Key Account Manager Getränke finden: Erfahrungsbericht aus Handel und FMCG

Ein Key Account Manager für Getränke braucht ein sehr konkretes Verständnis für Handels- und Vertriebskanäle. LEH, Discount, Großhandel und je nach Geschäftsmodell auch Gastronomie oder Foodservice funktionieren nicht gleich. Wer einen Getränke-KAM sucht, sollte deshalb nicht nur auf Kategorie- oder Kundennamen achten, sondern auf die Frage, ob jemand Distribution, Aktion, Kundenertrag, Mengenplanung und operative Umsetzung unter vergleichbaren Bedingungen wirklich verantwortet hat.

Aus meiner Erfahrung mit Food- und FMCG-Suchen ist die Getränkerolle oft anspruchsvoller, als sie auf dem Papier wirkt. Die besten Kandidaten verbinden Kundenentwicklung mit Zahlenorientierung und einer klaren Vorstellung davon, was intern umsetzbar ist. Dieser Erfahrungsbericht zeigt, wie du diese Kompetenz erkennst und die Suche so führst, dass sie nicht bei einem bekannten Getränkeunternehmen endet.

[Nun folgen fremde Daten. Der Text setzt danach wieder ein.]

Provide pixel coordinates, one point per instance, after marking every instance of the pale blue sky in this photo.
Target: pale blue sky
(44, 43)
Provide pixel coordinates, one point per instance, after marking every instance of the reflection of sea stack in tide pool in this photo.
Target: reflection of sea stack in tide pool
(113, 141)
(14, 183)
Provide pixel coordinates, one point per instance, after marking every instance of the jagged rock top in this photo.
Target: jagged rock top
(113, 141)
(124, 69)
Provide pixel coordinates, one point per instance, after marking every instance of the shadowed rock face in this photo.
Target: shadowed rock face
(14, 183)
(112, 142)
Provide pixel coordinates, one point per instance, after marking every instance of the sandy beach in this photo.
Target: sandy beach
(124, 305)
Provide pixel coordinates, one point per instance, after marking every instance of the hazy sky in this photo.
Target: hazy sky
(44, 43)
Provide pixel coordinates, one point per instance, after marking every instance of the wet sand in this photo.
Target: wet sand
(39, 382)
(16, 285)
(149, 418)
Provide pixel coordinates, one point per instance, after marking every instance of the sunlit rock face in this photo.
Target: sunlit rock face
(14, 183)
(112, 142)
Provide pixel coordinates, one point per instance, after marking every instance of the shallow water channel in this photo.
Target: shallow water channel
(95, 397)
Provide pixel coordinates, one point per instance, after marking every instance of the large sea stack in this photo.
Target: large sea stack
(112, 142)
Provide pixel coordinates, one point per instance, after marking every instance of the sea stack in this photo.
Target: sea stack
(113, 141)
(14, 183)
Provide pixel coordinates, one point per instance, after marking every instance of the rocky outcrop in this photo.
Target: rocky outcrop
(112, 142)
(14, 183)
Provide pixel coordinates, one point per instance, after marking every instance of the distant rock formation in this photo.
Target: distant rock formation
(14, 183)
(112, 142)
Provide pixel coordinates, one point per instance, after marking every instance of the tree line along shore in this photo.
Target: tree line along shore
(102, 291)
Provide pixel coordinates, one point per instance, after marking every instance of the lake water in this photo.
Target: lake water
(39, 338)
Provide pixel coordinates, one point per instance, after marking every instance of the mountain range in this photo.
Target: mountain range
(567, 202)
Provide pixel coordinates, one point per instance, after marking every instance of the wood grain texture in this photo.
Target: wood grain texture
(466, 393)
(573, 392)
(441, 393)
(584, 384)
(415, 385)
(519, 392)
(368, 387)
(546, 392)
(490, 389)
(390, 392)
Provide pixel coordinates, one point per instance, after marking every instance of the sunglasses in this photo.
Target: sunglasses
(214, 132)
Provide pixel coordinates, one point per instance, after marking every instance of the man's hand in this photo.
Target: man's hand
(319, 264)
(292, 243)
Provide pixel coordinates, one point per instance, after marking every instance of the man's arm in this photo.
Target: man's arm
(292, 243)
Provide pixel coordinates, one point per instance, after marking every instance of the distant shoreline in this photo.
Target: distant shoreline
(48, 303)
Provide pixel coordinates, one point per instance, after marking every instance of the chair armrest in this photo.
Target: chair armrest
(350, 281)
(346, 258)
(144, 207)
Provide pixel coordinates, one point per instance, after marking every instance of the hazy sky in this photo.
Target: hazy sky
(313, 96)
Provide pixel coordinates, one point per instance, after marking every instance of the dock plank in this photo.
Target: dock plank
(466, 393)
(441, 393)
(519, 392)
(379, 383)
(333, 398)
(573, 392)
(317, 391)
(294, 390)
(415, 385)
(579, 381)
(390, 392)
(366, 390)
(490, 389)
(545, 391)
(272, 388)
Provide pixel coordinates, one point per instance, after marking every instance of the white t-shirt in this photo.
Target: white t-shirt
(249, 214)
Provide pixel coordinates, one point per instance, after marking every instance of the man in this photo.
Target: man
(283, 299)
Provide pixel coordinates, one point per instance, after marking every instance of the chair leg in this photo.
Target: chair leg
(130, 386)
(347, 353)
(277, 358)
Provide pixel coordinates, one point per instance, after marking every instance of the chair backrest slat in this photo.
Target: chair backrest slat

Warum Getränke-KAMs mehr als Vertriebserfahrung brauchen

Getränkevertrieb kann sehr unterschiedliche Geschäftsmodelle verbinden. Je nach Produkt, Kundengruppe und Route to Market sind Distribution, Sichtbarkeit, Aktion, Sortimentsplatz, Mengenlogik, Konditionen und operative Umsetzung unterschiedlich gewichtet. Ein KAM muss diese Hebel nicht nur kennen, sondern in der richtigen Reihenfolge steuern. Im LEH und Discount geht es oft um die Verbindung aus Verhandlung, Distribution, Aktionsplanung und wirtschaftlicher Konsequenz. Im Großhandel oder Foodservice können andere Kundenwege, Sortimentsbreiten und Abverkaufslogiken hinzukommen. Die Rolle ist deshalb nicht sauber beschrieben, wenn dort nur 'KAM Getränke' steht. Ein gutes Briefing erklärt, welche Kanäle, welche Kunden, welche Wachstumshebel und welche Ergebnisverantwortung die Person übernehmen soll. Ein häufiger Fehler ist, einen reinen Marken- oder Aktivierungsfokus mit umfassender Account-Verantwortung zu verwechseln. Sichtbarkeit und Aktionen können wichtig sein. Sie ersetzen aber nicht die Fähigkeit, Konditionen, Mengen, Kundenertrag und interne Umsetzung zu steuern. Umgekehrt kann ein KAM aus einer anderen FMCG-Kategorie sehr gut passen, wenn die Vertriebsmechanik vergleichbar ist. Die Suche wird besser, wenn du nicht nach dem 'perfekten Getränkelebenslauf' suchst, sondern nach den konkreten Entscheidungen, die die Rolle in deinem Unternehmen treffen muss. Das reduziert Kandidatenmasse und erhöht die Qualität der Gespräche. Im Getränkemarkt kann eine gute KAM-Rolle außerdem stark von der Frage geprägt sein, wo Wachstum tatsächlich entsteht. Nicht jede Sichtbarkeit führt automatisch zu nachhaltigem Geschäft. Der KAM muss unterscheiden können, welche Maßnahmen Distribution, Abverkauf, Kundenertrag und langfristige Zusammenarbeit wirklich verbessern und welche nur kurzfristige Aktivität erzeugen. Für die Suche lohnt es sich deshalb, die Rolle nicht nur nach Vertriebskanal, sondern auch nach Wachstumshebel zu beschreiben. Geht es um Distribution, Kundenentwicklung, Sortimentsausbau, Preis- und Konditionsarbeit, neue Kundengruppen oder Stabilisierung? Diese Klarheit macht die Ansprache deutlich besser und verhindert, dass Kandidaten mit der falschen Schwerpunktsetzung in den Prozess kommen.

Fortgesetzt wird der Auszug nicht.